Working Diagnosis:
Commotio retinae.
Treatment:
Clinically monitored patient for changes in vision or worsening of symptoms.
Outcome:
The patient followed up with ophthalmology one month later and a repeat evaluation was completed. The previously diagnosed commotio retinae was resolved on fundal exam. The patient endorsed resolution of the spot in her vision and noted she had returned to her baseline vision. She was instructed to follow up with ophthalmology in one year, or as needed, with any worsening or recurrence of symptoms.
Author's Comments:
When discussing ophthalmologic injuries within the realm of sports medicine and sideline coverage, few other topics give physicians more pause. Vision is arguably the most important of our senses, thus protecting the vision of each patient or athlete needs to be a top priority. While ophthalmologic injuries are, fortunately, rare compared to many musculoskeletal complaints health providers face on the sideline, it is important to recognize symptoms that require prompt evaluation all the while maintaining a broad differential.
Several symptoms warrant urgent evaluation by an ophthalmologist. Patients should have prompt evaluation by ophthalmology for blurry vision, vision loss, intense pain with stationary glance, pain with extraocular movements, light sensitivity, a collection of notable blood in the eye, newly noted pupil asymmetry, fluid or pus coming from the orb, foreign body in the eye, or an eye that is swollen shut. While this is certainly not an exhaustive list of symptoms warranting urgent evaluation, it does underscore the concept that recognizing and diagnosing eye injuries is difficult and complex. Symptoms can often be nonspecific and overlap the presentation of many possible injuries. Moreover, proper evaluation of an eye injury may require tools that physicians do not traditionally carry in their sideline bag. The urgency level of further evaluation must therefore be based on the comfort level of the physician evaluating these types of injuries. Additional considerations include actual symptoms, burden of the symptom to the athlete, and ability to properly evaluate the eye with the available resources.
Editor's Comments:
Acute changes in vision after trauma can be severe and life changing. Sports related eye trauma disproportionately affects the pediatric age group, however, despite an increase in sport participation, due to a combination of safety, technology and fair play, ocular injuries have decreased by 26% in the pediatric population. (1) High risk sports include sports that use equipment including balls, pucks, sticks or rackets while very high-risk sports include boxing, martial arts and wrestling. Despite the risk, basketball is the leading cause of sports related ocular injuries. (1)

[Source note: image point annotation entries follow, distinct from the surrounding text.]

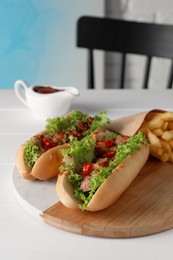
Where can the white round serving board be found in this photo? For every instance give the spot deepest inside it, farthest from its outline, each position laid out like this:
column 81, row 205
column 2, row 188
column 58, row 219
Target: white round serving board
column 35, row 196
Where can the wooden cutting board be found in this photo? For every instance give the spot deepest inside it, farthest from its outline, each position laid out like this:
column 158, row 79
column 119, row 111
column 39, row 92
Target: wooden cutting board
column 145, row 208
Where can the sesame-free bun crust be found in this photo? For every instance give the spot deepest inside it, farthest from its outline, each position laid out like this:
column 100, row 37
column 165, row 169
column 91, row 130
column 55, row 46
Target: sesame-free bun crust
column 47, row 165
column 45, row 168
column 22, row 168
column 111, row 189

The anatomy of the eye is complex. Knowing the anatomy and which chamber is affected can help create a differential diagnosis and determine the likely diagnosis. The anterior chamber consists of the conjunctiva, the sclera, cornea, aqueous humor, and the iris. The posterior chamber consists of the lens, retina, and vitreous humor. Due to the shape of the eye, the sclera and choroid are in both the anterior and posterior chambers. (1)
The sideline kit for an ophthalmic evaluation should include an ophthalmoscope, vision chart, light with a cobalt blue light, cotton swab, eye shield, sterile saline, contact solution, fluorescein, and a magnifying glass. (1)
Appropriate history, physical exam and work up as this case depicted is needed to obtain a diagnosis and treatment plan. A visual inspection of the eye looking for eye lid, eyebrow lacerations, deformities of the face or eye itself, bruises or obvious foreign bodies, blood in the eye. Visual acuity should be obtained. Extraocular movements in all 6 cardinal directions should be observed with confrontational visual fields being tested in all four quadrants. (1) Looking at the pupillary response, blood in the anterior chamber, or abnormal pupil size shape must be done. If there is a foreign body sensation, looking for corneal abrasions with fluorescein would be necessary.
Commotio retinae is a relative rare cause of ocular trauma in the athletic population. It typically resolves on its own without specific management but needs close follow up as complications can occur. Return to play decisions should be made with the help of an ophthalmologist.
1. Toldi JP, Thomas JL. Evaluation and Management of Sports-Related Eye Injuries. Curr Sports Med Rep. 2020 Jan;19(1):29-34.
References:
Micieli JA, Easterbrook M. Eye and Orbital Injuries in Sports. Clinical Sports Medicine. 2017;36: 299-314.
Moshfeghi, A. A., Philander, S. A., & Mai, D. D. (2021, August 20). Commotio Retinae. EyeWiki. Retrieved December 12, 2021, from https://eyewiki.aao.org/Commotio_Retinae
Rodriguez JO, Lavina AM, Agarwal A. Prevention and Treatment of Common Eye Injuries in Sports. American Family Physician. 2003;67(1):1481-1488.
Walker RA, Adhikari S. Eye emergencies. Tintinallis emergency medicine: a comprehensive study guide. 8th ed. New York: McGraw-Hill Education. 2016:1543-78.